Scientific classification
- Kingdom: Animalia
- Phylum: Chordata
- Class: Aves
- Order: Passeriformes
- Family: Zosteropidae
- Genus: Zosterops
- Species: Z. anjuanensis
- Binomial name: Zosterops anjuanensis E. Newton, 1877

= Anjouan white-eye =

- Genus: Zosterops
- Species: anjuanensis
- Authority: E. Newton, 1877

Species of bird

The Anjouan white-eye (Zosterops anjuanensis) is a species of bird in the family Zosteropidae.
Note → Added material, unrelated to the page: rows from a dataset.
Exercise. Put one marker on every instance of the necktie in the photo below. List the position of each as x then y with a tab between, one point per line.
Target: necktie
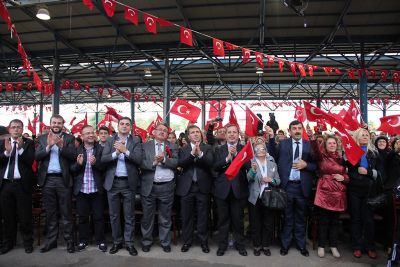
297	151
11	162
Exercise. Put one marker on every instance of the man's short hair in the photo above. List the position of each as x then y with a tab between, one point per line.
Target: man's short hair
16	121
57	116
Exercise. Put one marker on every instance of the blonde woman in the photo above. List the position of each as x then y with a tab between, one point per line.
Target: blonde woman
362	185
262	175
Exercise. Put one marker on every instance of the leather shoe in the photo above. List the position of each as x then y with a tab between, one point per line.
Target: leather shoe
220	252
146	248
47	248
28	249
205	248
166	249
132	250
114	249
185	247
5	249
70	247
304	252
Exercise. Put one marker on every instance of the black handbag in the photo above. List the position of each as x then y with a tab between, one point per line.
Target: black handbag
274	198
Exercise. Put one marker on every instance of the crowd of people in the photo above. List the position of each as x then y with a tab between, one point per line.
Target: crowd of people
100	171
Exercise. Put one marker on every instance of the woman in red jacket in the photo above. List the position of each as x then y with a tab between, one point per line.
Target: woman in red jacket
331	192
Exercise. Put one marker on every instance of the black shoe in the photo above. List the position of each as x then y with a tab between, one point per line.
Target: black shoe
284	251
5	249
132	250
185	247
220	252
70	247
267	252
257	251
102	247
81	246
166	249
28	249
47	248
304	252
146	248
205	248
114	249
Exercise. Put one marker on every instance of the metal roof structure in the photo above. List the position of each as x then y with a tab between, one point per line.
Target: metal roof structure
91	48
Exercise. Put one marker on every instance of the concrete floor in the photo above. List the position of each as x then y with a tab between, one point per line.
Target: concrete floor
194	258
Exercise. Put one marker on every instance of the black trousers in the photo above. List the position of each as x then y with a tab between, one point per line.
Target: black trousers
262	223
16	203
362	222
57	200
230	212
86	205
193	203
328	227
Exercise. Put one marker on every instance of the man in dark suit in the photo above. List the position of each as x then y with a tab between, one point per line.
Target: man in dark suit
160	159
88	188
16	176
194	187
54	154
230	195
296	169
122	155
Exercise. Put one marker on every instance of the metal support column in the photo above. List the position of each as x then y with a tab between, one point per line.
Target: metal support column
132	105
167	91
363	88
56	82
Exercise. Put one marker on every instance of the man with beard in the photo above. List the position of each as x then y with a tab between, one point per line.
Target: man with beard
16	175
296	169
54	154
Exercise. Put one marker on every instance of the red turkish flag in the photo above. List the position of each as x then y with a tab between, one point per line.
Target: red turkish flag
271	59
150	22
259	59
245	55
132	15
244	155
281	63
186	110
351	116
218	47
300	114
140	132
217	106
292	66
232	117
300	66
111	111
31	128
109	7
230	46
390	124
251	123
88	3
186	36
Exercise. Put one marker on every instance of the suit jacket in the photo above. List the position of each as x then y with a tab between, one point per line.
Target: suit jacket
98	168
132	162
25	161
203	166
255	180
148	170
67	155
285	161
222	185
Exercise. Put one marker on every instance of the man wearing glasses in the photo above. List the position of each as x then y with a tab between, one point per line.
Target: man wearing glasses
122	156
160	159
16	176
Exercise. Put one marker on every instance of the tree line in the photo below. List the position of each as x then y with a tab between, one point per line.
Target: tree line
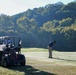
39	26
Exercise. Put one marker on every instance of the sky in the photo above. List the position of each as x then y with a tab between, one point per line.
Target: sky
12	7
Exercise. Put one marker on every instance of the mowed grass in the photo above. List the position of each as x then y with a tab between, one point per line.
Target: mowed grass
36	67
34	50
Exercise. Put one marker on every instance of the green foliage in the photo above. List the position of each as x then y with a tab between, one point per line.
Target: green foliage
39	26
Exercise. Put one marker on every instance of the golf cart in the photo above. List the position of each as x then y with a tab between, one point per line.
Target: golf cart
10	51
It is endemic to Anjouan of the Comoros.

Its natural habitat is subtropical or tropical moist lowland forest.

== Population ==
There does not appear to be a population estimate on the species, but the bird is known as common. The island they live on is a factor in their species amount. With the weather and human population being the way they are, it provides an opportunity to maintain a stable number of Anjouan white-eyes.

== Description ==
The Anjouan white-eye is a small, sharp-billed warbler-like bird. It has yellow-green upper parts, yellow patches on the throat, an obvious but broken white eye-ring, with a deep yellow chin to upper breast, otherwise generally buffy underparts, and yellow vent and undertail coverts.
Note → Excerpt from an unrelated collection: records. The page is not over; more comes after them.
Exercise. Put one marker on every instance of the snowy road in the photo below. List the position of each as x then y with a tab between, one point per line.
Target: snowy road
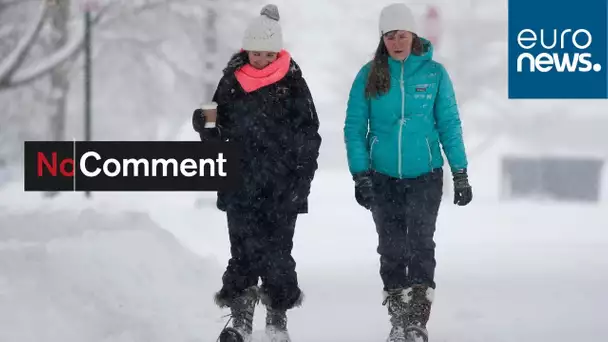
509	272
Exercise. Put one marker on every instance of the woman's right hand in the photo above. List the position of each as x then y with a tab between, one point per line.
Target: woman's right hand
364	193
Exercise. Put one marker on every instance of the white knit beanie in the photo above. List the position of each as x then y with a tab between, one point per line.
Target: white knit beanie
264	32
396	16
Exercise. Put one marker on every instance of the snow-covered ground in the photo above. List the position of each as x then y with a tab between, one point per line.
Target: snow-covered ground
144	266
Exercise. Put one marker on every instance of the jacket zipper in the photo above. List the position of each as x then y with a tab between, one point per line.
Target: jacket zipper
371	149
428	146
402	121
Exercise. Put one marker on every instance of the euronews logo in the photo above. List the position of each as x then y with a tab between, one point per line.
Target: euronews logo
564	51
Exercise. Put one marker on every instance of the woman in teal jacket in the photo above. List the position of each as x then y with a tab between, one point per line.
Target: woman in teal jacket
401	112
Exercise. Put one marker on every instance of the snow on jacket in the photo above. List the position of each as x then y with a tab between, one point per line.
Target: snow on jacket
406	124
272	114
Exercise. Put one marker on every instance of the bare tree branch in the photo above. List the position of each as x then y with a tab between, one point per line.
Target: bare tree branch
10	76
14	60
20	77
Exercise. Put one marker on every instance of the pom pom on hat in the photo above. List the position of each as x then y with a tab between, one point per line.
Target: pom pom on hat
271	11
264	33
396	16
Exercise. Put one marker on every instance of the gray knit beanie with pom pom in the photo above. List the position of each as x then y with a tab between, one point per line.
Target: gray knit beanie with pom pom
264	32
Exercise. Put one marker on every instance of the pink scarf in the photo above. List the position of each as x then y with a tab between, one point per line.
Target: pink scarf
252	79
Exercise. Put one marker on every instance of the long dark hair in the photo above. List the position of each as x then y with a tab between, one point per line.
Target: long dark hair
379	79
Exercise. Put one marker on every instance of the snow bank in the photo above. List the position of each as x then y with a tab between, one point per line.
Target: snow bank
82	275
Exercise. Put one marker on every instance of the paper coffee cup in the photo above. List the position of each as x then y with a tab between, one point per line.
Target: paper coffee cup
209	106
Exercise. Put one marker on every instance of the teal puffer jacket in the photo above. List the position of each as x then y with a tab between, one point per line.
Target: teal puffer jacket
399	133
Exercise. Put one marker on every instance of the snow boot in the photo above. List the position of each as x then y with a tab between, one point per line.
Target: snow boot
418	313
397	304
242	309
276	316
276	326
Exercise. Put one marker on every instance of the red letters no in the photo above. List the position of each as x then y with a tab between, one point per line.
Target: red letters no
52	166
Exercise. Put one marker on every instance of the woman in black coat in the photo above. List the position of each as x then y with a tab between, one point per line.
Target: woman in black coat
263	103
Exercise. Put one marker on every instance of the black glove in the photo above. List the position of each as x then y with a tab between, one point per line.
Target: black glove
363	189
198	120
463	193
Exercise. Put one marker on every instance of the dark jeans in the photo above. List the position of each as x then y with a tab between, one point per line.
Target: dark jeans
405	212
260	246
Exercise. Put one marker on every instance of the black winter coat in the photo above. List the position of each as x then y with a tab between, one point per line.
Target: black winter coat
277	126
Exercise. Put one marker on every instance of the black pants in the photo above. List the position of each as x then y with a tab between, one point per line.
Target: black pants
260	246
405	212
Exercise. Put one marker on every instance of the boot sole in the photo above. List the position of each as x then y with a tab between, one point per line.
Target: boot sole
231	335
412	329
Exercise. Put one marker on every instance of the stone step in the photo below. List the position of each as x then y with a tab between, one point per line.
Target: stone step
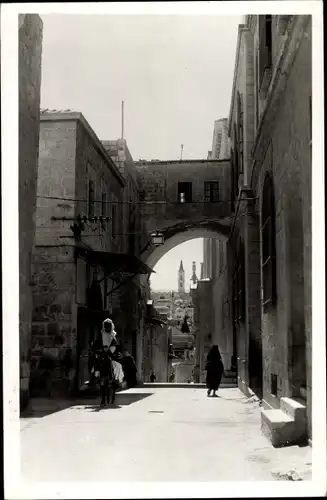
293	408
177	385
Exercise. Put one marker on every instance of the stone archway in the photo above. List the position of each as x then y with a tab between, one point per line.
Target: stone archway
156	253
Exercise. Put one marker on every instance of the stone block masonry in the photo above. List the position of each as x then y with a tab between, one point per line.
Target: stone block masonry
30	51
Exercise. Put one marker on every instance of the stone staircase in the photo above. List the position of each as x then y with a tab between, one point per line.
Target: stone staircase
285	426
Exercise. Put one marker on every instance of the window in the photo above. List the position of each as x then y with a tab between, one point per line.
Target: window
257	87
239	287
91	198
273	384
268	245
113	222
185	192
211	191
240	133
265	45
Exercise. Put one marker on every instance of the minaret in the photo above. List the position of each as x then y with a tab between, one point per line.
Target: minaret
181	278
194	278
== Habitat & Distribution ==
Common on the island of Anjouan in the Comoros in habitats with woody vegetation, including remnant forest patches, plantations, woodland, scrub, and gardens. It is a degraded and comparatively populous island of Anjouan (or Nzwani) in the central Comoros. The bird lives in the montane forests which are very moist. They love to be in dense areas in the forest which is where they thrive best.

== Diet ==
The Anjouan white-eye feeds on berries, insects, and nectar. The bird has a wide variety of what it will consume. This animal plays a very important role in life as it is a seed moving and pollinating bird.

== Superspecies ==
It is a typical member of the Madagascar white-eye (Z. maderaspatanus) complex. The features of the Anjouan white-eye are similar to other members of the complex, namely the Aldabra white-eye (Z. aldabrensis), Moheli white-eye (Z. comorensis), Mayotte white-eye (Z. mayottensis) and Kirk's white-eye (Z. kirki), as well as with Madagascar white-eye.

== Behavior ==
The Anjouan white-eye is usually found in hyperactive flocks.

== Vocalizations ==
The bird has a very specific sound that it produces to communicate. They have a high-pitched sound that is a squeal. They also use a rattling high and low noise to add to their calls. The birds' calls are very songlike and peaceful when they produce their notes.